We have been studying Ezekiel like a play in four acts. The final act completes the vision of God's place for the community God re-creates.

Act 4: “Re-member God’s Presence” (Ezkiel 37-48)

Now the people are ready to reorient their lives to the future. They have accepted responsibility, they have been cleansed, and they can now acknowledge that the Lord with them as they prepare for what God is building.

Ezekiel's call and vision from the synagogue in Dura Europas Syria. 3rd century
The Lord is not only there in the place he’s creating, but he is here within the midst of the people. In the last act, chapters 37-48, Ezekiel reveals what the people have been longing to hear: a complete vision of the territory and place that God is building. The place will be called “The Lord is There” (Chapter 48). Named after the name that God first announced to Moses, “I am that I am,” Yahweh’s place will be a presence among them that God will design and build.

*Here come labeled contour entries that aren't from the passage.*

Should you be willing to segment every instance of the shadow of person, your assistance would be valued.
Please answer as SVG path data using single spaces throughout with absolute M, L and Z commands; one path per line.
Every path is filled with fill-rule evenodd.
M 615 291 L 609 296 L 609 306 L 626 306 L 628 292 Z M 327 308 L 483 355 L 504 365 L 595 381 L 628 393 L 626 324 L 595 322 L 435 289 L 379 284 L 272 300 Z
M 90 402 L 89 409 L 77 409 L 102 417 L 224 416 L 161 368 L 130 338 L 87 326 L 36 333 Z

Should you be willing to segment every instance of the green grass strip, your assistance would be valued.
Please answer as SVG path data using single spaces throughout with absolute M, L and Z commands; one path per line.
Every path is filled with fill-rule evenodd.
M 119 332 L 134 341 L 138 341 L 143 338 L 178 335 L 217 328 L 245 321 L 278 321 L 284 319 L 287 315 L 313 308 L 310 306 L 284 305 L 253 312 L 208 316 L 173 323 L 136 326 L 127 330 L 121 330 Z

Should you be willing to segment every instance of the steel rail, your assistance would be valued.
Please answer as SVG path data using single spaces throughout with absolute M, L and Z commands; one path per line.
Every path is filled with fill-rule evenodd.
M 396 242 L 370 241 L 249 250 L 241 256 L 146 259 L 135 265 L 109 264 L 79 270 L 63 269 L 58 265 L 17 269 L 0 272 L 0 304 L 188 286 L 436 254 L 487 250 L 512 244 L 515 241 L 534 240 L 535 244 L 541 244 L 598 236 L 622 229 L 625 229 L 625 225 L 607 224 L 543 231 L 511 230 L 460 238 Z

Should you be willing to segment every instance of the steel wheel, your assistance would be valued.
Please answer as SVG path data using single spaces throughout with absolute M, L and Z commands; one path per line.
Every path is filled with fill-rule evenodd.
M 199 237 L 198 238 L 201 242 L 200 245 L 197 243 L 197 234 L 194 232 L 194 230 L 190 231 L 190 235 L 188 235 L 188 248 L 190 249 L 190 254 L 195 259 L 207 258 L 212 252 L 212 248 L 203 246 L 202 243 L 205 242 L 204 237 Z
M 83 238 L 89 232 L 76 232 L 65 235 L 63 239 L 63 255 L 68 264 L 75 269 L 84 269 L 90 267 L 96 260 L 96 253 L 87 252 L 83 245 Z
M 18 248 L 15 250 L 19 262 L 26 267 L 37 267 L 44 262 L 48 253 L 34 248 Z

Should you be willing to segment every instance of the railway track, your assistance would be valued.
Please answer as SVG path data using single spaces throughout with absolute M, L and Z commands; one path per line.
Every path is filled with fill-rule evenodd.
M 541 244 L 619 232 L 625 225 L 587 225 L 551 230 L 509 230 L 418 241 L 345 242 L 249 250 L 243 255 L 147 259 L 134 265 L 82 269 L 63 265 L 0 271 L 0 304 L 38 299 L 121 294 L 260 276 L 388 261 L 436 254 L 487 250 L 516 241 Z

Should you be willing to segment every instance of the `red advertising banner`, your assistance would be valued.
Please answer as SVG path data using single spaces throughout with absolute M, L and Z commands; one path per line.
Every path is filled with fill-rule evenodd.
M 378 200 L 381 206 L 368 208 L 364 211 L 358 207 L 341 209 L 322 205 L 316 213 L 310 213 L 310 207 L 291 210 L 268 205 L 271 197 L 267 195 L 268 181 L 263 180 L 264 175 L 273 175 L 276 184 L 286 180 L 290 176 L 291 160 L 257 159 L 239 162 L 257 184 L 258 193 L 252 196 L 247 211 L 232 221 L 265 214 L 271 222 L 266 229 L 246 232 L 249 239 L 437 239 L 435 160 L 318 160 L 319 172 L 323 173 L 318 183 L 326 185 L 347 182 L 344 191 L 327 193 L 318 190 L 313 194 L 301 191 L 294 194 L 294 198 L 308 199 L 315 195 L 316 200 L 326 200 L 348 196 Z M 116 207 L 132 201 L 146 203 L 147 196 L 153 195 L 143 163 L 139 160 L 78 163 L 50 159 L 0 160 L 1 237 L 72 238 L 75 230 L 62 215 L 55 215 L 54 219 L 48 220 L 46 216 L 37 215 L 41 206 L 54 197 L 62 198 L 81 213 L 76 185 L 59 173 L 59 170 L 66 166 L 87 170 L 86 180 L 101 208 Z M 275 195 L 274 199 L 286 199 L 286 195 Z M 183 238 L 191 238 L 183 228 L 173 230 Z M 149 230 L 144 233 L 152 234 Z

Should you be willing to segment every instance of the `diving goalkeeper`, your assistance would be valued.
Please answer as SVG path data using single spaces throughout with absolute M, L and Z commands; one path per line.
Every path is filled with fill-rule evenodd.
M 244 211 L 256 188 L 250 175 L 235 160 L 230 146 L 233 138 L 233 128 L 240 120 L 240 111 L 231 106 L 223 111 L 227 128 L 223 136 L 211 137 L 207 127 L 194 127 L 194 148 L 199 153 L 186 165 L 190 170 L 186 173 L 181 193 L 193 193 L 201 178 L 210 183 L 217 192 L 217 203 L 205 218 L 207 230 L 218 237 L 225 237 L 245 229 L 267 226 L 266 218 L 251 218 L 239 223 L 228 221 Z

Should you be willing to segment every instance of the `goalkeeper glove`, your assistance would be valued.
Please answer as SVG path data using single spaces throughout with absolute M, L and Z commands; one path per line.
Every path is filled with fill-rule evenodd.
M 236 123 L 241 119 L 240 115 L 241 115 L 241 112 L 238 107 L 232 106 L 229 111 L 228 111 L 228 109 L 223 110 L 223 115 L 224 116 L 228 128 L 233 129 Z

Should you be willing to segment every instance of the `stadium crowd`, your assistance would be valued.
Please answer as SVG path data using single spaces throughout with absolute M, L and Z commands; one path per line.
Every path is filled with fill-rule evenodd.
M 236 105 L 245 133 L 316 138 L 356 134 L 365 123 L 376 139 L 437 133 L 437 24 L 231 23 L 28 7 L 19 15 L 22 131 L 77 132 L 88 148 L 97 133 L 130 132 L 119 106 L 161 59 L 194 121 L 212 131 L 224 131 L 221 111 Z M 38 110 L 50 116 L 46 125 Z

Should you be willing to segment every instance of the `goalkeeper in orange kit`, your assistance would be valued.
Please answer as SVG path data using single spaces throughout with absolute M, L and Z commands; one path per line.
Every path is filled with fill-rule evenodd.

Instead of moving toward a place like Israelites marching, conquering, and settling a territory, God will builds a territory with no geographical boundaries and a people formed to live as citizens in this place before they arrive. As Ezekiel describes in his famous vision of the valley of dry bones (chapter 37), the Babylonians and their choices dismembered their lives. But God will “re-member” them through a new plan of personal, spiritual, and communal reconstruction.
                                   
To inspire them, Ezekiel guides them like a docent through a new wing of a museum, modeling and demonstrating to them what God’s presence can do. The boundaries have changed; the bodies are re-membered and connected; the people have changed; the name on the door and above the threshold has changed.

The secret to the community, however, will be that they will live like citizens of this place before it becomes visible. Where they live and worship shapes how God gives them new hearts, re-membered lives, and a change in their present conditions. They will live simultaneously between two worlds, much as Ezekiel has performed. Their lives will reflect what they see: God’s presence never abandons them. Through their behavior as a community, they can perform as witnesses of the new community. While they await the city’s completion, they can live out the drama on the world’s stage wherever they live, either by the river Chebar, back home in Jerusalem, or at home in our world today.